The Biden administration’s relief program to forgive billions of dollars of student loan debt is facing a challenge from six GOP-led states that claim the plan is an overreach of the executive branch.
The program, which could benefit about 40 million Americans and offer up to $20,000 of debt relief to qualified at-risk federal Pell Grant borrowers and $10,000 for non-Pell Grant recipients, is being supported by 21 Democrat-led states and the District of Columbia.
The program is expected to wipe out balances for almost 40% of federal student loan borrowers, but new applications for relief were halted in November as the policy’s future was held up in court.
The U.S. Supreme Court heard two expedited legal challenges on Tuesday. The state parties cite policy objections and say they would be unfairly burdened by the Biden plan.
However, the Biden administration told the high court its debt relief efforts “fall comfortably within the plain text of the [HEROES Act]” and was a reasonable, targeted solution to confront the risk of default based on lingering financial hardship caused by an unexpected public health crisis.

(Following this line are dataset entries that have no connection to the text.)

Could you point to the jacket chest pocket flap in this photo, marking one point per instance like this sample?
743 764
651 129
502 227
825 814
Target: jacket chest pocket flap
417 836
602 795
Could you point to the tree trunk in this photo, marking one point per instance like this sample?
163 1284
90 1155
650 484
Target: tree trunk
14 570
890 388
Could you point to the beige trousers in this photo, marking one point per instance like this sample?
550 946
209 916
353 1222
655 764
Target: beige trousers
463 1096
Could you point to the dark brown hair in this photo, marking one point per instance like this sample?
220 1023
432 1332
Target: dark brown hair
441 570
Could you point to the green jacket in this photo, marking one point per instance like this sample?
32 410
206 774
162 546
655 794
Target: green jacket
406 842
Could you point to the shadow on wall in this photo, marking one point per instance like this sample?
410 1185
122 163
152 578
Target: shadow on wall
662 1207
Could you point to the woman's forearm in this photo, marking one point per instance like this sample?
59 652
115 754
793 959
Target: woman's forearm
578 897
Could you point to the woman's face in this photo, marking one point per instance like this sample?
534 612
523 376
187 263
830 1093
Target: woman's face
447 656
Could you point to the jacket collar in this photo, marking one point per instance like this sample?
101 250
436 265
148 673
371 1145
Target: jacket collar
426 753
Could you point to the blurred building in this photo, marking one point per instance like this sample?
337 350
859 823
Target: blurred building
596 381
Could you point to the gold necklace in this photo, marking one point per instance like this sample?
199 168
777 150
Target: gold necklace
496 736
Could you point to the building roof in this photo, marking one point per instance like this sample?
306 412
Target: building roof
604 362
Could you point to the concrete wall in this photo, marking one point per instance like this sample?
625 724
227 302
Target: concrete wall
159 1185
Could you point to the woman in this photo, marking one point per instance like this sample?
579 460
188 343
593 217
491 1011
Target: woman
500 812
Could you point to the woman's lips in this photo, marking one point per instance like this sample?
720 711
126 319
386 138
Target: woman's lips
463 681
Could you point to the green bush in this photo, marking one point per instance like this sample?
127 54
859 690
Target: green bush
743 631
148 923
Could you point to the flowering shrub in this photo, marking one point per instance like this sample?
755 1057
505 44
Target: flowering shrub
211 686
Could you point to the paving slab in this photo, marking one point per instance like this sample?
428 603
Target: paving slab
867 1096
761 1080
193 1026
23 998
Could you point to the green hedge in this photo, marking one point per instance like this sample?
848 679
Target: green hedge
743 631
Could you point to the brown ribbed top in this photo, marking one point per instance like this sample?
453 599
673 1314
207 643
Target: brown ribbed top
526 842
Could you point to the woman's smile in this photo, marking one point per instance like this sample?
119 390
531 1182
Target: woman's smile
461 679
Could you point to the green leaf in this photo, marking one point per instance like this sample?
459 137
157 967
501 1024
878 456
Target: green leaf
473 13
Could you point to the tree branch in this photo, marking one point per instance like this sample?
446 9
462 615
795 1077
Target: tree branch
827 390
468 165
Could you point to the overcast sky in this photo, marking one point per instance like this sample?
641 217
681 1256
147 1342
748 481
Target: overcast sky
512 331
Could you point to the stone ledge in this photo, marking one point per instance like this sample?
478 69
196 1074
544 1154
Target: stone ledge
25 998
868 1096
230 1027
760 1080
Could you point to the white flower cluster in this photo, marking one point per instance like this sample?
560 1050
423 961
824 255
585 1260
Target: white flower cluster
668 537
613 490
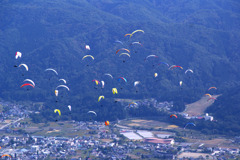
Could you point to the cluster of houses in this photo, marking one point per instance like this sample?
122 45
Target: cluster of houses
112 143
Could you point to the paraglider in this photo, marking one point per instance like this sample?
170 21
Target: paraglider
106 123
136 32
29 80
107 74
93 112
164 63
136 43
50 69
136 83
64 86
96 81
87 47
69 107
189 124
6 155
122 79
57 110
122 49
208 95
56 93
151 56
24 65
211 88
103 83
125 54
132 103
18 54
180 83
64 81
88 56
174 66
173 115
128 34
100 97
212 98
27 84
188 70
114 90
117 41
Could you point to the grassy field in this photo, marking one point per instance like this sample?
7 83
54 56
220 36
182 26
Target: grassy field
198 107
147 124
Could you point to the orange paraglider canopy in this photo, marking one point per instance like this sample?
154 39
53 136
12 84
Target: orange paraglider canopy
106 123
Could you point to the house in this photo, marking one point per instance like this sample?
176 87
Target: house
159 141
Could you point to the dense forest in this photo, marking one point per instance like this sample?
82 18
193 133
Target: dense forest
201 35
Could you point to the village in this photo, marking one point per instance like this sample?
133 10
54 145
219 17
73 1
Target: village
21 139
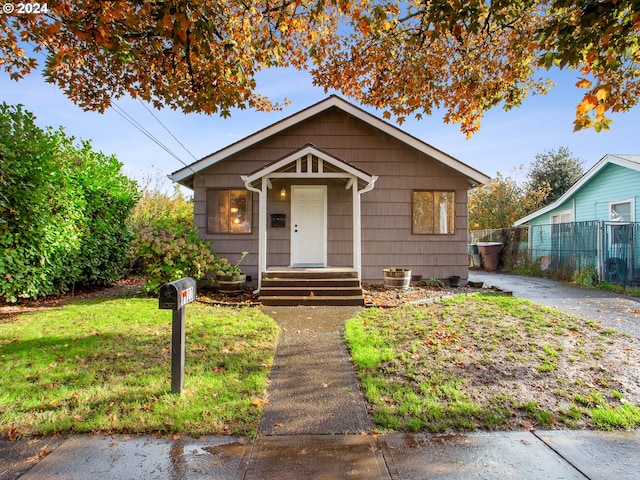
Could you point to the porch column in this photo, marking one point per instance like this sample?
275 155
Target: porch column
262 225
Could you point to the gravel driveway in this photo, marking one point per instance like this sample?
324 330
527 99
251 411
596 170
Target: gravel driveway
611 310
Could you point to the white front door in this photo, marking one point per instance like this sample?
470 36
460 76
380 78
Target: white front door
308 225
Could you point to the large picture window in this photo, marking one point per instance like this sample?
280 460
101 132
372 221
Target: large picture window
229 211
433 212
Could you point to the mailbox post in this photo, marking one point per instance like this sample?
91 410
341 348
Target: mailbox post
175 296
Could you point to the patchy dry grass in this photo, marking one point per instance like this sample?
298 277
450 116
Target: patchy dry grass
493 362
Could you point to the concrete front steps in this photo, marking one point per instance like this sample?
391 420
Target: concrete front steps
312 286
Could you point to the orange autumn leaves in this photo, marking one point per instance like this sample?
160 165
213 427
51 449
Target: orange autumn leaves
406 58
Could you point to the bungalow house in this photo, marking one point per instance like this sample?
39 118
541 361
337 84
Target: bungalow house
596 222
334 188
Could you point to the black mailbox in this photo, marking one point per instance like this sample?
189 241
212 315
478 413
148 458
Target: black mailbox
278 220
176 294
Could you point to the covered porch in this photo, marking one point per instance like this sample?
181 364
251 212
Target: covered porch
309 214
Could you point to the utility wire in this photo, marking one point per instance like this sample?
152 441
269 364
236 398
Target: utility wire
120 111
168 131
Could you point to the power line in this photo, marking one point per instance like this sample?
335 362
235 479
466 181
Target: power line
120 111
167 129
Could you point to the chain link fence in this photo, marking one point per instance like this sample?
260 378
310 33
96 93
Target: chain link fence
611 250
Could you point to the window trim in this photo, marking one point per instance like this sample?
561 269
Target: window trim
560 213
453 228
229 190
632 210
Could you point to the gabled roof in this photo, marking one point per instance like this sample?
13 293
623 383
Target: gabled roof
628 161
185 175
303 152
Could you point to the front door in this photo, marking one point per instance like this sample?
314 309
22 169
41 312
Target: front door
308 225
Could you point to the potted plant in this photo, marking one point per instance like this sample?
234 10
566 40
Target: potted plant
230 278
396 278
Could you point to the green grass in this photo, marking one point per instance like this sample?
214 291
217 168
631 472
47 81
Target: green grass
105 365
489 362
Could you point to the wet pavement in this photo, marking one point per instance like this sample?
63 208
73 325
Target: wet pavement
514 455
315 425
324 397
609 309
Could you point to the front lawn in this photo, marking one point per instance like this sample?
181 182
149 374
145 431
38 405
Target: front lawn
105 365
493 362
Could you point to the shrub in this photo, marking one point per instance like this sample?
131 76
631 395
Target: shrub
167 251
63 210
166 246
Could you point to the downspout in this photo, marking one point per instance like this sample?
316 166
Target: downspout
262 229
358 224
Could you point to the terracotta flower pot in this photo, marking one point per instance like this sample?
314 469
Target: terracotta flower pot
396 278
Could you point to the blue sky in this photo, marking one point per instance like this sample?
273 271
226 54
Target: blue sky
506 140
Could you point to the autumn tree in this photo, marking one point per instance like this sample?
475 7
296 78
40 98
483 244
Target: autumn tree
558 170
408 58
503 201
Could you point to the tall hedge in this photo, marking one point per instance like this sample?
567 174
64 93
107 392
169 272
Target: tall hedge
63 210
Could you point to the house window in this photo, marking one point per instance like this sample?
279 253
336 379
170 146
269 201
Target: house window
433 212
562 223
229 211
621 214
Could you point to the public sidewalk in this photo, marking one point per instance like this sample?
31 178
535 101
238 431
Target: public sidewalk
315 426
514 455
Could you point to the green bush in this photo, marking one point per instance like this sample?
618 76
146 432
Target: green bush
166 246
63 210
166 251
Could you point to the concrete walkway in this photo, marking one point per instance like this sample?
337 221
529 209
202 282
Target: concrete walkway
313 401
514 455
609 309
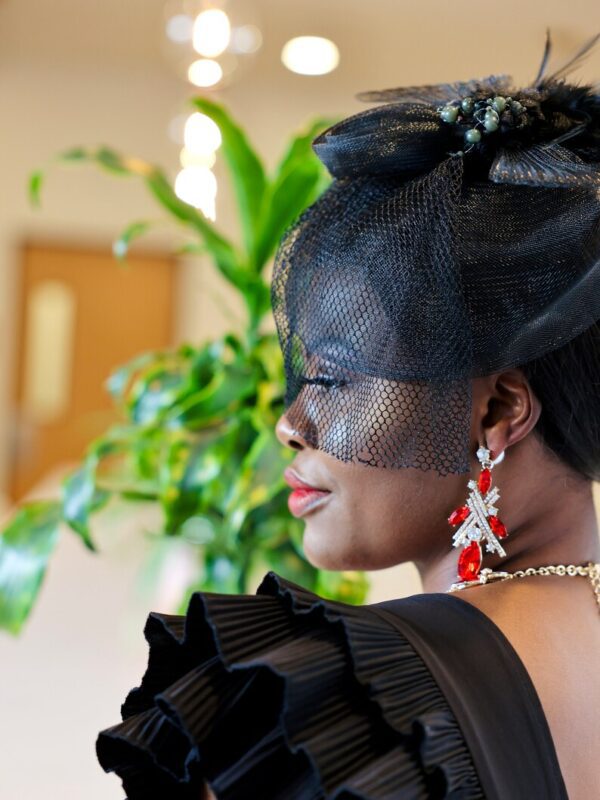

The GOP-led states are arguing that the Biden administration is using the waning health crisis as a pretext power grab to bypass Congress and score political points.
States opposing the plan say students struggling with paying off college loans predated the pandemic. When announcing the program last August, President Biden said, “When I campaigned for President [in 2020], I made a commitment that we’d provide student debt relief. And I’m honoring that commitment today.”
Officials call it part of a broader strategy to implement an affordable, income-driven repayment system.
However, conservative advocacy groups have criticized the debt relief plan, with Elaine Parker, president of the Job Creators Network Foundation (JCNF), saying it “does nothing to actually solve” the student debt crisis.
Parker claims colleges and universities should work with lawmakers to devise a solution that does not leave taxpayers on the hook.
The first hurdle for the Republican states will be standing, or justification to prove actual harm by the challenged policies. According to Thomas Dupree, an appellate attorney and former top Bush Justice Department official, “From the perspective of most Americans, we’re obviously nowhere near the place we were several years ago when this whole pandemic started.”
Dupree questions whether the Biden administration overstepped its bounds in authorizing this massive debt forgiveness program in a way that Congress never authorized.
Ultimately, the Supreme Court will have to decide whether the Biden administration’s debt relief program is an overreach of the executive branch or a reasonable, targeted solution to confront the risk of default based on lingering financial hardship caused by an unexpected public health crisis.